While predictions of terror and doom from the right continue, the actual news about Obamacare is still good.
According to the Medicare Trustees, “The trust fund that finances Medicare’s hospital insurance coverage will remain solvent until 2026, two years beyond what was projected in last year’s report.”
The solvency date for Medicare Part A just indicates the point at which the program can no longer be funded by current revenue rates or reserves. It has often been used by opponents of traditional Medicare like Paul Ryan to say Medicare is “going broke,” justifying cuts or dramatic changes to the program.
But this date has invariably been pushed into the future.
“Thanks to the Affordable Care Act, we are taking important steps to improve the delivery of care for seniors with Medicare,” said Marilyn Tavenner, Administrator of the Centers for Medicare and Medicaid Services. “These reforms aim to reduce spending while improving the quality of care, and are an important down payment on solving Medicare’s long term financial issues.”
The $618 billion drop in Medicare spending over the next decade is attributed to a slowdown in the economy, innovations in care and efficiencies in the payment systems. Medicare covered 50.7 million people — 42.1 million aged 65 and older, and 8.5 million with disabilities — in 2012.
From 2010 to 2012, Medicare spending per beneficiary grew at 1.7 percent per year, slower than inflation and much slower than the per capita rate of growth in the economy. That’s a drop from the average 6 percent annual growth the previous decade, according to Harvard Medical School health care policy professor Michael Chernew. The growth of health care spending in the private sector has also slowed.
Bloomberg‘s Ezra Klein says that Obamacare is probably already cutting costs when it comes to readmissions and central-line infections. “Obamacare cuts payments to hospitals with high rates of either,” he wrote. “Voila! All of a sudden hospitals have fewer instances of both.”
But the larger case for the president’s signature legislation helping bend the cost curve is the message to the care industry that cost-cutting is essential.
“Getting paid more for doing more is out,” Klein wrote. “Getting paid more for improving the health of your patients is in.
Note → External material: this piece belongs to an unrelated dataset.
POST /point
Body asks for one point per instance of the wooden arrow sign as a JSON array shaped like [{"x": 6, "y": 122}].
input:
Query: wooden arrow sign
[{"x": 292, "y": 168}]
Hospitals and other providers are adapting to the new regime with changes that are producing systemwide savings.”
A new study in the New England Journal of Medicine finds that Obamacare’s coverage of students up to the age of 26 may have saved hospitals as much as $147 million in 2011 alone. And the young people covered under the new law were also saved from potential financial ruin.
The basic premise of Obamacare is that we already pay for our fellow citizens’ health care — just in the dumbest way possible — so why not make sure everyone has insurance? That premise seems to be working.